Fitting continuum with polynomials

Parameters:
  • order_max (int) – Optionnal - The maximum polynomial order to fit the continuum with.

  • mask (array[float]) – Optionnal - A Nx2 float array to discard N parts of the spectrum in the fitting.

Returns:

An array of dictionnaries containing the parameters from the weigthed fit of the data with polynomial functions

Return type:

array[dict]

continuum_update_fits(order_max=10, mask=None)[source]

Update the internal ‘continuum_pn_fits’ parameter

Parameters:

order_max (int) – The maximum polynomial order to test-fit the continuum to. Defaults to 10.

Return type:

None

continuum_plt_fit(mask=None)[source]

Plot the results from the fitting of the continuum

Parameters:

mask (array[float]) – Optionnal - A Nx2 float array to discard N parts of the spectrum in the fitting.

Return type:

None

continuum_normalise(fnrm, ferr=None)[source]

Normalise the spectrum and return it as a new SpecModel.

Parameters:

fnrm (array[float]) – Array of values to normalise the spectrum with, evaluated at the wavelengths of the spectrum.

Return type:

SpecModel

check_inflexion()[source]

Identify twitch and turns in a spectrum

Use spectrum derivatives to help identify spectral bands location(s).

Return type:

Figure

check_inflexions()[source]

Identify twitch and turns in a spectrum

Use spectrum derivatives to help identify spectral bands location(s). Plot the interpolated spectrum alongside its first two derivatives; Decorate scatter plots with zeroes of first derivatives and extrema of the second.

Return type:

Figure

rectify_extract_band(wrange, dlt=0.1, label='Spectral feature')[source]

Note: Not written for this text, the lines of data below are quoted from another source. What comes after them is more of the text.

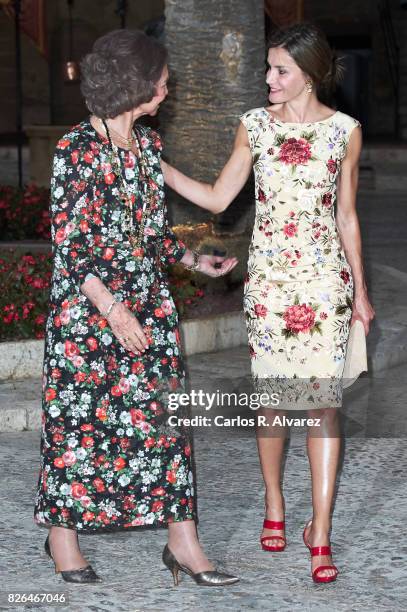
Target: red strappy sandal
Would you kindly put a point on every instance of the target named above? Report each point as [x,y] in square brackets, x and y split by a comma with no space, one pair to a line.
[273,525]
[317,551]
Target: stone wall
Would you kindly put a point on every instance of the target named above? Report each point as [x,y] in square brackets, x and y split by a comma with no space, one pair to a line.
[91,19]
[359,19]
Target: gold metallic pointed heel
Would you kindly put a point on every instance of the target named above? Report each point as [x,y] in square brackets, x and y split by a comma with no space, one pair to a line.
[209,578]
[83,575]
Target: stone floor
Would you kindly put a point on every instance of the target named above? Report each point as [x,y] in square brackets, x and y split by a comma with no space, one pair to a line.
[369,534]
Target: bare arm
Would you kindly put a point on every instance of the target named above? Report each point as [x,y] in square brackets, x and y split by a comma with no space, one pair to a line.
[231,180]
[349,230]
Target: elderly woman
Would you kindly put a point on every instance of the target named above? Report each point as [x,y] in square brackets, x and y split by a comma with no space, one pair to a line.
[109,459]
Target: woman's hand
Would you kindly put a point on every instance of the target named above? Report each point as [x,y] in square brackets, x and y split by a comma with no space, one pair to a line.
[127,329]
[215,198]
[362,311]
[213,265]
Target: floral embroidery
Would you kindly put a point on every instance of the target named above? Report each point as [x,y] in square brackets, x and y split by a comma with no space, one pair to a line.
[299,287]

Provided a wavelength interval defining an absorption/emission band, estimate the continuum between the shoulders of that feature, rectify the interpolated spectrum and return it as SpecModel object.

Parameters:
  • wrange (array[float]) – A 2x1 float array defining the wavelength range bounding the spectral feature.

  • dlt (float|array[float]|None) – The width of wavelengths to consider around wrange’s values, to define the features’ shoulders.

  • label (str) – A name describing the spectral feature, passed on to the SpecModel object returned

Returns:

A SpecModel object

Return type:

SpecModel

simple_fit(func, area=False)[source]

Wrapper around the curve_fit method.

Fit the data, i.e. a normalised band, with a given function.

Parameters:
  • func (function) – a function listed in specmodels_function.

  • area (boolean, opt) – Set this keyword to fillplot the area of the band fitted by the given function.

Returns:

Dictionnary containing the best fitting parameters, the associated uncertainties, the best fitting values, the average distance to the propagated uncertainties to the best fit, the residuals associated to the best fit and the normalised chi-square evaluation. fig, ax: the figure and axe of the plot illustrating the results

Return type:

dict

band_area()[source]

Compute band area using Simpson’s rule. :rtype: tuple[ndarray, Figure, Axes]

Note

This method is meant to be used along a SpecModel object created with the rectify_extract_band method from a spectrum dataset.